Che il parmigiano reggiano faccia davvero gola se ne sono accorti, se mai fosse stato necessario, anche i vertici della banca. Sei mesi fa una banda di ladri gourmet con il fiuto degli affari (e non solo) è riuscita ad aggirare i sofisticatissimi sistemi d’allarme di uno dei magazzini del Credem, trafugando 570 forme - ognuna vale 300 euro e tutte sono marchiate con un numero come fossero banconote - prima di essere catturati dalla polizia. Andasse a ruba altrettanto facilmente sugli scaffali, la vita del parmigiano sarebbe molto più semplice. Ma purtroppo non è così: la concorrenza dei prodotti a basso costo (e bassa qualità) e le miriadi di imitazioni esotiche spuntate come funghi in ogni angolo del mondo hanno mandato invece in asfissia finanziaria molti dei 355 caseifici del consorzio. E nemmeno l’intervento del governo, che a inizio 2009 ha ritirato oltre 150mila forme dal mercato, è riuscito per ora a ridar fiato alla domanda. La speranza è che la formula del matrimonio tra il mondo del credito e il re dei formaggi consenta anche questa volta al settore (che fattura 1,5 miliardi l’anno) di agganciare la ripresa economica senza perdere per strada troppe stalle - già molte stanno fallendo in questi mesi - e altri produttori.
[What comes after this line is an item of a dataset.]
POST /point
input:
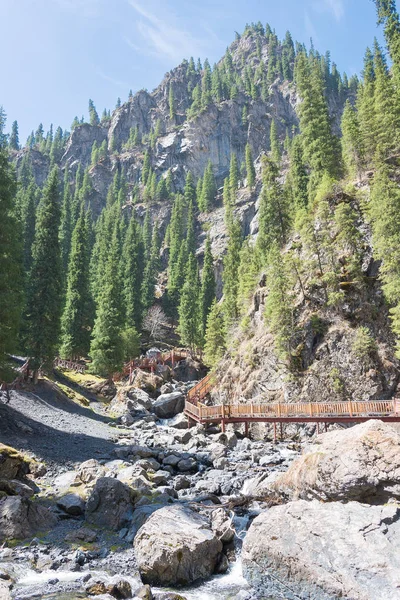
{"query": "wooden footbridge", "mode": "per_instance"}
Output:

La finanza creativa applicata alla buona tavola, del resto, ha dato fino ad oggi buona prova di sé. Soprattutto per quei prodotti come il parmigiano che richiedono lunghi periodi di invecchiamento. Sui mercati di tutto il mondo vengono scambiati da anni i future sul vino, con gli appassionati del settore che si strappano a suon di super-assegni il diritto a una bottiglia di Barolo o di Bordeaux che uscirà dalla botte (se tutto va bene) solo tra qualche anno. E che a volte opzionano a peso d’oro persino l’uva ancora appesa ai tralci. Stesso discorso per il Whisky: diverse distillerie scozzesi a corto di liquidità hanno lanciato negli ultimi anni certificati azionari per l’acquisto a termine del liquore appena messo a maturare nel rovere. L’Emilia, comunque, parmigiano a parte, resta la patria tricolore di questi spericolati esperimenti di gastro-finanza: la Cariparma ha studiato a lungo il varo di titoli derivati sul Prosciutto crudo, altra delizia locale. Più difficile però da immagazzinare e da conservare del cugino parmigiano. La Banca Popolare dell’Emilia Romagna ha in catalogo il “Credito balsamico”, un prestito ad hoc confezionato su misura per i produttori dell’omonimo aceto, scadenza a 60 mesi per rispettare i tempi lunghi della maturazione in acetaia. Appena al di là del Po, un estroso produttore di Montingelli d’Ongina, bypassando i canali di distribuzione del credito, ha provato a piazzare direttamente nei ristoranti di lusso di Milano le ‘azioni sul culatello’, contratti a termine che finanziavano l’acquisto della carne fresca e coprivano i costi di stagionatura. Gli investitori potevano lucrare i loro sudati ritorni finanziari al momento della vendita in salumeria. O meglio, gustarsi il proprio culatello senza aver speso un occhio della testa.